NUVA’s Model and the Potential “Asset Access Layer” Reconstruction

NUVA’s core innovation is connecting institutional assets (like HELOC) to DeFi via standardized vault mechanisms. Users deposit stablecoins and receive ERC-20 tokens representing their stake, which can be freely traded, borrowed, or used as collateral within Ethereum. If validated, this model could spawn a new class of DeFi middleware—specialized in standardizing traditional assets for on-chain integration.

Conclusion

The breakthroughs of $153.5 billion in tokenized Treasuries, USYC surpassing BUIDL, and NUVA connecting $18.4 billion HELOC assets to Ethereum—these three events, occurring around May 13, 2026, are not coincidental. They point from different angles to the same trend: on-chain fixed income is shifting from an “internal crypto narrative” to a market structure with real capital throughput, institutional participation, and regulatory visibility.
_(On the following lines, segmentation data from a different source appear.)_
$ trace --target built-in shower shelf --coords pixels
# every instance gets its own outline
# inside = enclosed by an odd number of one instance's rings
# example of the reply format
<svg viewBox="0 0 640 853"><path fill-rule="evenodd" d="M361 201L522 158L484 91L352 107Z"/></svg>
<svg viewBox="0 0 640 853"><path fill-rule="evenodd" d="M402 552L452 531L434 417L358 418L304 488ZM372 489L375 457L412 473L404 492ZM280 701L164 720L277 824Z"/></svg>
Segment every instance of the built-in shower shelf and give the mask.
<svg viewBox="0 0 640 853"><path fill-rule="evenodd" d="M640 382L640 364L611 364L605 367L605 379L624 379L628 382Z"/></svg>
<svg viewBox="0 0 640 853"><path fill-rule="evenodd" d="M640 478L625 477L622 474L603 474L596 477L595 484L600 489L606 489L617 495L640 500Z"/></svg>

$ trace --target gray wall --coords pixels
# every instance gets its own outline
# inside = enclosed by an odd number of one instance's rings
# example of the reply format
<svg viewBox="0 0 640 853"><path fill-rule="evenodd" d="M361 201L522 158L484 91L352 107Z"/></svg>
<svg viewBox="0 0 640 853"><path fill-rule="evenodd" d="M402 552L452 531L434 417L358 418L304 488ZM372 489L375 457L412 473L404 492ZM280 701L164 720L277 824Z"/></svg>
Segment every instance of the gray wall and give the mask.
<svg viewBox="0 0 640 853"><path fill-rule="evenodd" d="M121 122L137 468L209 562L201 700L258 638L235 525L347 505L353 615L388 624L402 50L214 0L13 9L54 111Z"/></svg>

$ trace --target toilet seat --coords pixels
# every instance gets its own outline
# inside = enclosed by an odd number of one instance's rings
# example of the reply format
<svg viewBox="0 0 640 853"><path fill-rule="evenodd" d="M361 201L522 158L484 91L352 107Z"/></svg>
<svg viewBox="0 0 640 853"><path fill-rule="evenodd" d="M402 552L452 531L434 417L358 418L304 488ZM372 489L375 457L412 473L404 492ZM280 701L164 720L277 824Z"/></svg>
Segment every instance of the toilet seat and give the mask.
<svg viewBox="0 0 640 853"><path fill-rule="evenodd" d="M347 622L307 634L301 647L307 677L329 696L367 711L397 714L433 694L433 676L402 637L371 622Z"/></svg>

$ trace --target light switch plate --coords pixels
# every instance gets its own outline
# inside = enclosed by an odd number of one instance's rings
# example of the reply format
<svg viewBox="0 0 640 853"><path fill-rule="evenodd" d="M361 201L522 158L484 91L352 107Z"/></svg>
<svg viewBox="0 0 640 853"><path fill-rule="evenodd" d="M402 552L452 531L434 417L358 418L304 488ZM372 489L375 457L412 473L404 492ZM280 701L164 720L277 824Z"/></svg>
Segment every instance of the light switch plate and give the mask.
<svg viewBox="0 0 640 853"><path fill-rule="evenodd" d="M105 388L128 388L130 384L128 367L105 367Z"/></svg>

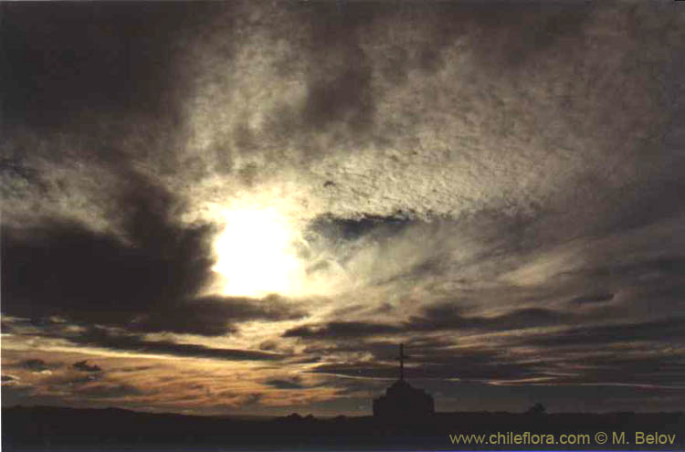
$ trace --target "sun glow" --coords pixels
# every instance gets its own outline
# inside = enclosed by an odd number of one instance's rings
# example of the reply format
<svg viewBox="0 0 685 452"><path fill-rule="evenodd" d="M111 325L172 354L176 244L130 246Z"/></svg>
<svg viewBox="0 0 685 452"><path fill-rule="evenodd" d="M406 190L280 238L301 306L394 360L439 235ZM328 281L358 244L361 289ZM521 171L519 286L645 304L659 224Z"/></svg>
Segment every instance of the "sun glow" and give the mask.
<svg viewBox="0 0 685 452"><path fill-rule="evenodd" d="M275 210L225 213L226 227L215 243L213 269L224 277L226 295L293 294L301 266L292 246L292 226Z"/></svg>

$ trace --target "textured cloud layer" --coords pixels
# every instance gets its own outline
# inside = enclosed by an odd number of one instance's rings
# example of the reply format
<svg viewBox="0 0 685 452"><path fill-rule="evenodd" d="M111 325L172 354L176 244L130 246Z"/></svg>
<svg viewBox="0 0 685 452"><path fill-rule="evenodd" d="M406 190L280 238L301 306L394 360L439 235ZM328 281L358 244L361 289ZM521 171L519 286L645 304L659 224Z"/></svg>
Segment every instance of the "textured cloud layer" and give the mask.
<svg viewBox="0 0 685 452"><path fill-rule="evenodd" d="M440 409L681 406L677 2L2 8L11 402L364 412L405 342ZM293 293L221 293L245 209Z"/></svg>

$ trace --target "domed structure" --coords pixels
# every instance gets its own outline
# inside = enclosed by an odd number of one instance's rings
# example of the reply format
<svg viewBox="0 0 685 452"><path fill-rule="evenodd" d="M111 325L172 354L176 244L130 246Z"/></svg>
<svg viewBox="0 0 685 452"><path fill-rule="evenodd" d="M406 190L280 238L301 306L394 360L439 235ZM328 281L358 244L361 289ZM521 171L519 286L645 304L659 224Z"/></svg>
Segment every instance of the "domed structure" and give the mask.
<svg viewBox="0 0 685 452"><path fill-rule="evenodd" d="M374 416L385 420L416 419L433 415L433 396L405 381L404 344L400 344L400 377L385 395L374 399Z"/></svg>

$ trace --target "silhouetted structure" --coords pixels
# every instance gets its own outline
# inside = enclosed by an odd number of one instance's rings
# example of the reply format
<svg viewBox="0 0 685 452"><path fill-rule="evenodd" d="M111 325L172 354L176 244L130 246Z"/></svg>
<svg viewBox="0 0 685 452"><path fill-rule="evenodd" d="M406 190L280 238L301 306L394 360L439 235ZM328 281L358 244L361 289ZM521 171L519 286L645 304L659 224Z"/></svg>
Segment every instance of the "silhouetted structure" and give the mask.
<svg viewBox="0 0 685 452"><path fill-rule="evenodd" d="M400 344L399 380L374 399L374 416L384 420L411 420L426 417L435 412L433 396L405 381L405 344Z"/></svg>

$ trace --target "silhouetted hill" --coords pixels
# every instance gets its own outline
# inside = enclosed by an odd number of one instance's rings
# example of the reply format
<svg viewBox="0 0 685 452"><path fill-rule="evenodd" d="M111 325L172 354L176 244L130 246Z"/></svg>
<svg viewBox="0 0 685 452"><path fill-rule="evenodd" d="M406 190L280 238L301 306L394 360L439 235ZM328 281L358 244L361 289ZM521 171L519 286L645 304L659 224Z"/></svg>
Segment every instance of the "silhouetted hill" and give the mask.
<svg viewBox="0 0 685 452"><path fill-rule="evenodd" d="M383 423L371 416L320 419L290 415L240 419L148 414L122 409L13 407L2 412L4 450L226 450L226 449L531 449L528 445L452 444L449 435L486 436L501 442L516 433L625 432L631 444L535 445L535 449L684 449L685 416L664 414L436 413L411 422ZM635 432L676 435L673 445L636 445Z"/></svg>

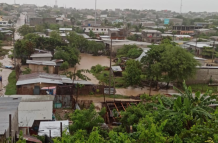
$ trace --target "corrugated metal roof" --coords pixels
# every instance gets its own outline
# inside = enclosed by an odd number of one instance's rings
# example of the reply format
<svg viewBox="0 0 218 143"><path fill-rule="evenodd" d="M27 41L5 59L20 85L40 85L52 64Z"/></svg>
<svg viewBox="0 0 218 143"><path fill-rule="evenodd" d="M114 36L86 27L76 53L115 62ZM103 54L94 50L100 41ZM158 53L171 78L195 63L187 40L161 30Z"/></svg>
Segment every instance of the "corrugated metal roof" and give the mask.
<svg viewBox="0 0 218 143"><path fill-rule="evenodd" d="M16 85L34 84L34 83L51 83L51 84L63 84L61 80L46 79L46 78L35 78L17 81Z"/></svg>
<svg viewBox="0 0 218 143"><path fill-rule="evenodd" d="M30 56L31 58L51 58L53 57L51 53L37 53L37 54L32 54Z"/></svg>
<svg viewBox="0 0 218 143"><path fill-rule="evenodd" d="M60 31L72 31L72 28L59 28Z"/></svg>
<svg viewBox="0 0 218 143"><path fill-rule="evenodd" d="M112 70L114 72L121 72L121 71L123 71L120 66L112 66L111 68L112 68Z"/></svg>
<svg viewBox="0 0 218 143"><path fill-rule="evenodd" d="M72 83L72 80L70 78L67 78L65 75L33 73L20 75L16 85L26 85L34 83L63 84Z"/></svg>
<svg viewBox="0 0 218 143"><path fill-rule="evenodd" d="M47 65L47 66L56 66L56 63L53 61L35 61L35 60L26 60L27 64L34 65Z"/></svg>
<svg viewBox="0 0 218 143"><path fill-rule="evenodd" d="M52 111L53 101L20 102L19 127L32 127L35 120L52 120Z"/></svg>
<svg viewBox="0 0 218 143"><path fill-rule="evenodd" d="M62 131L67 129L69 132L69 121L48 121L48 122L40 122L39 125L39 136L47 135L49 136L49 130L51 130L51 137L60 137L60 123L62 122Z"/></svg>
<svg viewBox="0 0 218 143"><path fill-rule="evenodd" d="M21 98L0 97L0 135L9 128L9 114L14 117L20 101Z"/></svg>
<svg viewBox="0 0 218 143"><path fill-rule="evenodd" d="M5 95L5 97L22 98L21 102L54 101L54 95Z"/></svg>

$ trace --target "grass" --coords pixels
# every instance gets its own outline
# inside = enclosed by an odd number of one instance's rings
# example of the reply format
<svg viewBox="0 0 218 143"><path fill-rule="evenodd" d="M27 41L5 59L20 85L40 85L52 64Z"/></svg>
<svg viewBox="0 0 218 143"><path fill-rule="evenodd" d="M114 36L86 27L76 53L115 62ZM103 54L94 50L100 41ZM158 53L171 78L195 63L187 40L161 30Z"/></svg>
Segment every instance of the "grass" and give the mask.
<svg viewBox="0 0 218 143"><path fill-rule="evenodd" d="M193 92L206 92L207 90L212 90L213 93L218 93L216 86L208 86L208 84L192 84L188 86L192 88Z"/></svg>
<svg viewBox="0 0 218 143"><path fill-rule="evenodd" d="M16 94L16 72L12 71L8 77L8 85L6 86L5 95Z"/></svg>

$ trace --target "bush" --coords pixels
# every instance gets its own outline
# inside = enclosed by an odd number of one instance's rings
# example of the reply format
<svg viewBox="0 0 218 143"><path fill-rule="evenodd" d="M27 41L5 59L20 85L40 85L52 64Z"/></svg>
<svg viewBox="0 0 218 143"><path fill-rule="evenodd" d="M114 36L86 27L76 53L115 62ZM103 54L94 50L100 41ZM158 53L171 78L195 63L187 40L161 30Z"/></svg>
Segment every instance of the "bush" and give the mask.
<svg viewBox="0 0 218 143"><path fill-rule="evenodd" d="M91 68L91 72L93 72L93 73L100 73L103 70L104 70L104 67L99 65L99 64L96 66L92 66L92 68Z"/></svg>
<svg viewBox="0 0 218 143"><path fill-rule="evenodd" d="M16 94L16 72L12 71L8 77L8 85L6 86L5 95L15 95Z"/></svg>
This is not a story about “who wins.” USYC’s current lead may change with partnership dynamics; BUIDL’s multi-product strategy could redefine competition parameters later this year; NUVA’s model needs to withstand full market cycles. What truly matters is that tokenized fixed income assets, as investable, collateralizable, and programmable yield tools, have established a market position that’s hard to ignore.

For market participants, the key question now is not “Will RWA grow?” but under the variables of interest rates, regulation pace, and asset evolution, who can continuously build a resilient on-chain yield infrastructure. The race has only just begun.